Aliskiren reduces prorenin receptor expression and activity in cultured human aortic smooth muscle cells

The recent development of the direct renin inhibitor aliskiren provides a novel approach to inhibit the renin-angiotensin-aldosterone system (RAS) and to reduce blood pressure and its related vascular diseases including atherosclerosis. Moreover, the recent discovery of a specific receptor for renin/prorenin (PRR) has added new interest on the potential pharmacological actions of aliskiren.
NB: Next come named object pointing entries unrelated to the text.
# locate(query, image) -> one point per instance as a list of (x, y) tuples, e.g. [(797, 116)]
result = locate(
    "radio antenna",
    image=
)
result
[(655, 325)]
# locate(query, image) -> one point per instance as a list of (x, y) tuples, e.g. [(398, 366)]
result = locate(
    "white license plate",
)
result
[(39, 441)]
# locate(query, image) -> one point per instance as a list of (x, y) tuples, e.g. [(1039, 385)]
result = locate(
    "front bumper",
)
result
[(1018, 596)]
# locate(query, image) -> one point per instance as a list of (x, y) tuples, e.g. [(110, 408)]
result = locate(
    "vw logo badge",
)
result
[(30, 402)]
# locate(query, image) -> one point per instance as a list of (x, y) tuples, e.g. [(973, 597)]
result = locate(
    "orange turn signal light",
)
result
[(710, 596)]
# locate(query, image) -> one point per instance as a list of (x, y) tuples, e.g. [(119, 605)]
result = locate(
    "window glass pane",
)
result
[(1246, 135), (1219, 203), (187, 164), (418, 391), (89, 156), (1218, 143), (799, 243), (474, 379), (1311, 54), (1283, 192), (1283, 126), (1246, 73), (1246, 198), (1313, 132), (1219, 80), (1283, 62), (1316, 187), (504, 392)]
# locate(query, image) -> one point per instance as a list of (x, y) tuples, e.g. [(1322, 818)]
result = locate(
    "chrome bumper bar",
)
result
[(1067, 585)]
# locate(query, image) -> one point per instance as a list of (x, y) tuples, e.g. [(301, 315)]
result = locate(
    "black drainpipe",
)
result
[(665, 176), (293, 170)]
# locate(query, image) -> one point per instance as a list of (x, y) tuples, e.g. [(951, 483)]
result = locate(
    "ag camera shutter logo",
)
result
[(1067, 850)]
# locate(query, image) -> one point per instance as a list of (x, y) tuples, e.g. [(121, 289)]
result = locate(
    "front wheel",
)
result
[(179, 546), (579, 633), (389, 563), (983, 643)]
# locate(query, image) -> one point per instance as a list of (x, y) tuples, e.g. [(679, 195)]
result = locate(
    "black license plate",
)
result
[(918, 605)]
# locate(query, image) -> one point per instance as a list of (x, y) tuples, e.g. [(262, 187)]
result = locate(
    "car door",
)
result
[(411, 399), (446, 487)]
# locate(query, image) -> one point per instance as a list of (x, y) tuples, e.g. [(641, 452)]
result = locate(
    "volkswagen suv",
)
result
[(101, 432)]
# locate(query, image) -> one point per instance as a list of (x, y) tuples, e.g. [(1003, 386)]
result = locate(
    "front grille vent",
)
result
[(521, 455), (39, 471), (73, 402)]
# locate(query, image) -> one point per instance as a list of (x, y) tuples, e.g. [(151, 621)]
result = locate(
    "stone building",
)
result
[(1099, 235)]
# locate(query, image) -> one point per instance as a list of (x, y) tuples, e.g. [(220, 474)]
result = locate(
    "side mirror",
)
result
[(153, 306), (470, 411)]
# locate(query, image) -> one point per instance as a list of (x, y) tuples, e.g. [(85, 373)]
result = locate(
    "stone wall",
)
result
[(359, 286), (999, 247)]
In the present study, to gain new insights on the pharmacological properties of aliskiren, we investigated the effect of aliskiren on PRR expression and activity in cultured human smooth muscle cells (HSMCs). Co-incubation of HSMCs with ANG (1.5•10-7M) and prorenin (10-8÷10-7M) determined an efficient production (within 4h) of angiotensin I, almost completely inhibited by 10-5M aliskiren (-69.2%). In HSMCs stimulated with both ANG and prorenin, the 24h incubation with aliskiren (10-6÷10-5M) determined a concentration-dependent reduction of PRR mRNA levels (IC50 4.6•10-6M). The cell surface expression of PRR determined by flow cytometry analysis was also reduced after incubation with aliskiren in a concentrations dependent manner. The lower levels of PRR were also associated with a reduced expression of TGF-, PAI-1 and type I collagen mRNA. These results suggest a direct pharmacological action of aliskiren on PRR expression and its signaling pathway in human HSMCs. This reported action of aliskiren may open to a new scenario on the pharmacological properties of aliskiren.